L’heure fatidique arrive… Première étape manquée ! Je n’ai pas été sélectionnée… Mais tout n’est pas perdu pour autant.
Épreuve deux
Armée de ma vieille paire que je suis impatiente de changer, je me rends dans un de ces magasins à la mode en quête de la paire recherchée. Ils fleurissent dans le centre-ville et sont reconnaissables à leur bande-son lourde (les basses au max), une décoration minimaliste : un t-shirt blanc avec un logo décliné sous toutes les couleurs suspendu à un cintre avec une étiquette à plusieurs zéros ; un pistolet à billets pour se la jouer comme 2Pac au cours d’une swimming party (mais avec les liasses de billets en moins) et des vendeurs plutôt affairés à terminer leur partie de baby-foot qui trône au milieu du magasin.
Mais après moults slaloms, j’atteins ma cible : le rayon avec des modèles prêts à être consommés. Et les mots ne sont pas choisis par hasard. C’est littéralement le cas : des modèles emballés dans du film cellophane. « Me suis-je perdue dans cette course d’orientation ? Suis-je au rayon frais catégories denrées périssables ? » Passons ! Le modèle repéré, passage en caisse. Aïe ! Ça fait mal. Mais la satisfaction de posséder la paire de baskets tant convoitée l’emporte.
Épreuve trois
Affublée de ma belle acquisition, deux chemins s’imposent à moi : le traditionnel, tester sa technologie en empruntant les multiples lieux dédiés aux sportifs adeptes du running qui fleurissent de-ci de-là dans la ville. Au détour d’une rue piétonne, ne croise-t-on pas d’étranges spécimens affublés de brassards connectés, de short et maillot fluo et de la paire de sneakers « ceux qui font courir trop vite » comme disent les enfants. Les berges, les parcs, pullulent de ces schizos alternant tenue de ville le jour et tenue de guerrier sportif la nuit tombée. Mais trop peu pour moi.
Épreuve quatre
À force de les observer, ces baskets me paraissent finalement sans âme. La lourde impression d’alimenter un système d’uniformisation me pèse.
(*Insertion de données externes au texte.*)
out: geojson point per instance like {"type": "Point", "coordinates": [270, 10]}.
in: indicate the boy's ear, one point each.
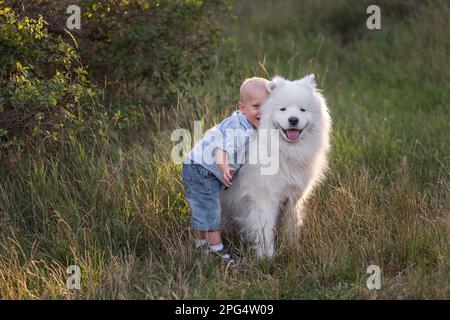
{"type": "Point", "coordinates": [277, 82]}
{"type": "Point", "coordinates": [240, 106]}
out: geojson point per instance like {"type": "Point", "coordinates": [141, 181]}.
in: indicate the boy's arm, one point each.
{"type": "Point", "coordinates": [225, 169]}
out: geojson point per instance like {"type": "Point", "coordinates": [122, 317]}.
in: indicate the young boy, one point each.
{"type": "Point", "coordinates": [212, 163]}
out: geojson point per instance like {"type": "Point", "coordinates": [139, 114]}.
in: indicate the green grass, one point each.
{"type": "Point", "coordinates": [117, 210]}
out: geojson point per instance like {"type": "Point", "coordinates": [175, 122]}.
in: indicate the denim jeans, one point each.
{"type": "Point", "coordinates": [202, 190]}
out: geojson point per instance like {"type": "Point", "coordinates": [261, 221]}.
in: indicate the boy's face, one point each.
{"type": "Point", "coordinates": [251, 103]}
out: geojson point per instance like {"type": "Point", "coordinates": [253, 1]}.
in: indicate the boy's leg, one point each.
{"type": "Point", "coordinates": [213, 237]}
{"type": "Point", "coordinates": [199, 234]}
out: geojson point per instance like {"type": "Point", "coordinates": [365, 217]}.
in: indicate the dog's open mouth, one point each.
{"type": "Point", "coordinates": [292, 134]}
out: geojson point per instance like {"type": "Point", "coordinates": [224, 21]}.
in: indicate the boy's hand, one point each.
{"type": "Point", "coordinates": [227, 174]}
{"type": "Point", "coordinates": [225, 169]}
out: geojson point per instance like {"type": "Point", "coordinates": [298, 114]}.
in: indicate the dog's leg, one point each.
{"type": "Point", "coordinates": [291, 221]}
{"type": "Point", "coordinates": [260, 225]}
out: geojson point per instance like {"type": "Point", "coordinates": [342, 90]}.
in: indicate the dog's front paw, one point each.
{"type": "Point", "coordinates": [264, 251]}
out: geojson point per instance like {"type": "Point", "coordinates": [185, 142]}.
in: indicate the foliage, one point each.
{"type": "Point", "coordinates": [44, 87]}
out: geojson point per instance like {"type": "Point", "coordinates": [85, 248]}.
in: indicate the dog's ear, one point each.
{"type": "Point", "coordinates": [309, 80]}
{"type": "Point", "coordinates": [277, 82]}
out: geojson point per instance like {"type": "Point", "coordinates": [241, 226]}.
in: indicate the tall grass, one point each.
{"type": "Point", "coordinates": [116, 208]}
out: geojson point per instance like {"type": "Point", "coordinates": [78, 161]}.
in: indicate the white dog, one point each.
{"type": "Point", "coordinates": [259, 203]}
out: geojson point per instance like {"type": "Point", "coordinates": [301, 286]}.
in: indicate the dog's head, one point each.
{"type": "Point", "coordinates": [293, 107]}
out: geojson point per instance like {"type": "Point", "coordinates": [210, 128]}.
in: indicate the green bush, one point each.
{"type": "Point", "coordinates": [161, 46]}
{"type": "Point", "coordinates": [44, 87]}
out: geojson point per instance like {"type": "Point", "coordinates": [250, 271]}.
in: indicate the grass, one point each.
{"type": "Point", "coordinates": [116, 208]}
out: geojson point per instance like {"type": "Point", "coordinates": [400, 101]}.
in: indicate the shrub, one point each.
{"type": "Point", "coordinates": [44, 87]}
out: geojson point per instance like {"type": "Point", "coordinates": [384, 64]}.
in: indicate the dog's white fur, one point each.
{"type": "Point", "coordinates": [257, 204]}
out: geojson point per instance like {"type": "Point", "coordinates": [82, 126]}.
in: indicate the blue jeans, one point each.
{"type": "Point", "coordinates": [202, 190]}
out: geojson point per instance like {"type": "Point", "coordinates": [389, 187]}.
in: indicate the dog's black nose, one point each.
{"type": "Point", "coordinates": [293, 121]}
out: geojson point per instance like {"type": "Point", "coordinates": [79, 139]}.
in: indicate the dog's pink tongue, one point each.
{"type": "Point", "coordinates": [292, 134]}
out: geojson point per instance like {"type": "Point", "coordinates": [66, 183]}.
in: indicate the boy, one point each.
{"type": "Point", "coordinates": [211, 164]}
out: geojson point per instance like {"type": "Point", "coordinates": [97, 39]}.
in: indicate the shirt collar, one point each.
{"type": "Point", "coordinates": [243, 120]}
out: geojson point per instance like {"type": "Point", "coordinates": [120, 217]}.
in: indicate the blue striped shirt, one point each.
{"type": "Point", "coordinates": [231, 135]}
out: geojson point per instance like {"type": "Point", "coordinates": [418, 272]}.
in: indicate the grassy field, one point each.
{"type": "Point", "coordinates": [116, 209]}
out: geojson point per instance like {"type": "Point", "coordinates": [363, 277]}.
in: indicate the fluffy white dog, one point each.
{"type": "Point", "coordinates": [258, 203]}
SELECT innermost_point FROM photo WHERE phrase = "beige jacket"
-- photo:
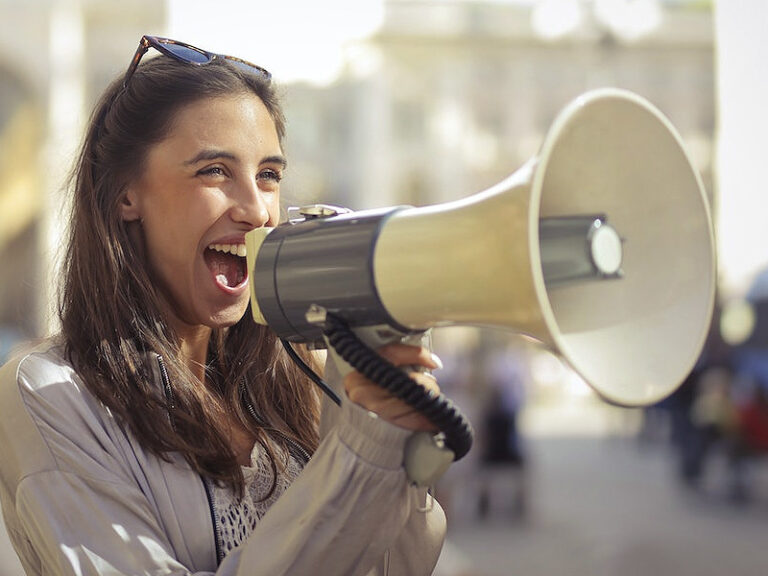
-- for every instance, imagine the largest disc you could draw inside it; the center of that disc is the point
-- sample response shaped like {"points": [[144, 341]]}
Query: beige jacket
{"points": [[81, 497]]}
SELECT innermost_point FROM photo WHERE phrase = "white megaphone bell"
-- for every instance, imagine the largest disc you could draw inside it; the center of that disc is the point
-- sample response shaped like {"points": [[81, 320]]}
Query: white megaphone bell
{"points": [[600, 247]]}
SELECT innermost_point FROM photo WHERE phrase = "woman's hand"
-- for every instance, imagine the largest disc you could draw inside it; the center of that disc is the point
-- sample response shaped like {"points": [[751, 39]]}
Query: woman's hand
{"points": [[373, 397]]}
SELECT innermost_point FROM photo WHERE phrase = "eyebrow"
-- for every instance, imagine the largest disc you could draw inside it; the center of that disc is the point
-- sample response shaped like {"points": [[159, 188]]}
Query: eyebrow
{"points": [[214, 154]]}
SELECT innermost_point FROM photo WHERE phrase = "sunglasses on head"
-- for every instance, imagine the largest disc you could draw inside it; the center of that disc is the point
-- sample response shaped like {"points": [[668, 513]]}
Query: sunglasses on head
{"points": [[184, 52]]}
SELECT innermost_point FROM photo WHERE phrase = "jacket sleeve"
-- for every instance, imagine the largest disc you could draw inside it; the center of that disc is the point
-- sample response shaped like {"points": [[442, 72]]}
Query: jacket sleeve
{"points": [[352, 511]]}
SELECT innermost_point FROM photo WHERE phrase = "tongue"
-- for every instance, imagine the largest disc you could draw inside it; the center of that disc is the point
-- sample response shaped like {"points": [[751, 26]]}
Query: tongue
{"points": [[228, 269]]}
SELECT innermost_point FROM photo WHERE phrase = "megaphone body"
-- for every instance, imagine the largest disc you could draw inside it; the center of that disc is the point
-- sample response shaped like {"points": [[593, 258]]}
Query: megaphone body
{"points": [[600, 247]]}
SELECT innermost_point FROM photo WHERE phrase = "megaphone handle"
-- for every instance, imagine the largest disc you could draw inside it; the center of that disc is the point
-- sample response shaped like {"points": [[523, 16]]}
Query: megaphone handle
{"points": [[343, 341]]}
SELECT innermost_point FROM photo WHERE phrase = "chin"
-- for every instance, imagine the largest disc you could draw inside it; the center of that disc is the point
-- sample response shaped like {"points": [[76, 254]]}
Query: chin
{"points": [[228, 316]]}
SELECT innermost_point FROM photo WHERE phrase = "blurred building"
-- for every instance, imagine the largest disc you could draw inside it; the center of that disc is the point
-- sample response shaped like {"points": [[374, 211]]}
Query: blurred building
{"points": [[56, 56], [448, 98], [444, 100]]}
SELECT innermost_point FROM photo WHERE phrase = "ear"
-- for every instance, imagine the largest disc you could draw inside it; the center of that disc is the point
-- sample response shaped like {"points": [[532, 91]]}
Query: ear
{"points": [[130, 209]]}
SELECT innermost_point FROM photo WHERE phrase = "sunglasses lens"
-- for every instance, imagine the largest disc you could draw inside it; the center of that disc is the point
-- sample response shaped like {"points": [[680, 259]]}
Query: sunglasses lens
{"points": [[186, 53]]}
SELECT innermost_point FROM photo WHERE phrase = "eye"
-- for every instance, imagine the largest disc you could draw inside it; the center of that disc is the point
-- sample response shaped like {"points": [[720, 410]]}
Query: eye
{"points": [[270, 175], [212, 171]]}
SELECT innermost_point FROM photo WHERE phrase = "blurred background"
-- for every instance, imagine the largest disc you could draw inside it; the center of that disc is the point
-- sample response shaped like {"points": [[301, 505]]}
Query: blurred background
{"points": [[419, 102]]}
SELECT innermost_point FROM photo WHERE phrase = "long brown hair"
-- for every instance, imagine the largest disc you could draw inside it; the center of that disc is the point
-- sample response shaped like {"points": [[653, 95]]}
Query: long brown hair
{"points": [[110, 311]]}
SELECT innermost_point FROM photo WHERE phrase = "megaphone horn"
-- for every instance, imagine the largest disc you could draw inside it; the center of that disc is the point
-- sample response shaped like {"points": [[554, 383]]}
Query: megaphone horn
{"points": [[600, 247]]}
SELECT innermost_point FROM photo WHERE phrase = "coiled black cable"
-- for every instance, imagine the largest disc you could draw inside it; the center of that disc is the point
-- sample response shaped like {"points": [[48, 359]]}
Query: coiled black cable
{"points": [[439, 409]]}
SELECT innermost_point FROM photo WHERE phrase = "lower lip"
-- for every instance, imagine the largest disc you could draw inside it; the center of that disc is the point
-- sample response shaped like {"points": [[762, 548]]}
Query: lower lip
{"points": [[232, 290]]}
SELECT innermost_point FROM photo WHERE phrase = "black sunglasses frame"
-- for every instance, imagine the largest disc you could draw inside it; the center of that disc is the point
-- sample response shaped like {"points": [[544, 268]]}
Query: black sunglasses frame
{"points": [[159, 43]]}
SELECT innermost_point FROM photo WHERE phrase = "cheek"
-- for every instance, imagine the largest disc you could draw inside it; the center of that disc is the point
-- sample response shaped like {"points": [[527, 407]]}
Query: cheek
{"points": [[273, 207]]}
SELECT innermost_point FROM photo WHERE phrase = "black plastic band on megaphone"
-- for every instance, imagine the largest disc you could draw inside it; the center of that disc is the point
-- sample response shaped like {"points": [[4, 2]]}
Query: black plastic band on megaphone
{"points": [[324, 262], [436, 407]]}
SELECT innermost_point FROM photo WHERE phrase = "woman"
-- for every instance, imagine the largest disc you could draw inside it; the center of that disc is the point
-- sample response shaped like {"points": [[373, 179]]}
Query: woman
{"points": [[163, 432]]}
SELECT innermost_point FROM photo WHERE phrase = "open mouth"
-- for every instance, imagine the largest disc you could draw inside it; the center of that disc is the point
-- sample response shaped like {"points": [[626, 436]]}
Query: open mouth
{"points": [[227, 264]]}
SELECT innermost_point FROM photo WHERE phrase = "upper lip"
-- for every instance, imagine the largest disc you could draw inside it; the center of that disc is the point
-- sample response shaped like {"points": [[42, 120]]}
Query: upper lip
{"points": [[240, 239]]}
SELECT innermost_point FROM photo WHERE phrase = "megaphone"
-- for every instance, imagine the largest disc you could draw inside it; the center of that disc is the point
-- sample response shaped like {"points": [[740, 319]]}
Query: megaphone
{"points": [[600, 247]]}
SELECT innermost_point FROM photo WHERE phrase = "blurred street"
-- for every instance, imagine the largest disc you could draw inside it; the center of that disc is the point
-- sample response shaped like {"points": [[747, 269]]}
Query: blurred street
{"points": [[613, 507], [606, 507]]}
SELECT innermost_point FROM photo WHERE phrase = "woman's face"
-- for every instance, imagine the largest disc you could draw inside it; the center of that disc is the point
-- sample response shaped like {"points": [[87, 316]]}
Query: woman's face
{"points": [[214, 178]]}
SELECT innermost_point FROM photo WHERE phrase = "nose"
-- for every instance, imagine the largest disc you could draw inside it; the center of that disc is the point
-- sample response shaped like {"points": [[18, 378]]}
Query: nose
{"points": [[251, 206]]}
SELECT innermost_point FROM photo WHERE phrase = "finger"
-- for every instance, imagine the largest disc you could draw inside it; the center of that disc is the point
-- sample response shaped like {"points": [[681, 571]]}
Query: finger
{"points": [[404, 354]]}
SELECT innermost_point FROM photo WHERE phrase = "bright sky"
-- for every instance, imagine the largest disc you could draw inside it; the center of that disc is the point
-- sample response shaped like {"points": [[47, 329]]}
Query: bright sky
{"points": [[294, 39]]}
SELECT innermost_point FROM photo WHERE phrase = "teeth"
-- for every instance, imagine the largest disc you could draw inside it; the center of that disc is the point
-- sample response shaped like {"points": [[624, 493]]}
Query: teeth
{"points": [[236, 249]]}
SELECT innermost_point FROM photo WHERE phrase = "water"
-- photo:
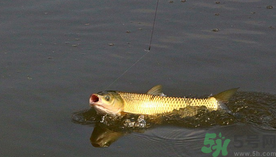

Originalité : tel est le maître mot de la prochaine épreuve à laquelle va être confronté mon allié pédieux. La customisation devient alors le nouvel eldorado dans le monde de la basket. Si nous avons droit, nous autres, au lifting et autres injections de botox, nos sneakers peuvent, elles aussi, prétendre à une cure de jouvence. Là encore, les échoppes ne manquent pas au sein de notre très chère ville : confiez-leur votre vieille paire, et vous repartirez avec une véritable œuvre d’art. Et je pèse mes mots. Tout y passe : analyse des matériaux qui la composent, brainstorming sur le projet choisi par un graffeur lyonnais.
Lyon capitale des Gaules, mais aussi du Street Art sous toutes ses formes. Il suffit de flâner dans certains quartiers et de lever le regard : cesser de regarder le sol et vos sneakers et laissez-vous emporter par l’expression des murs de votre ville. La réalisation terminée d’une simple paire sans saveur, me voilà propriétaire d’une œuvre d’art.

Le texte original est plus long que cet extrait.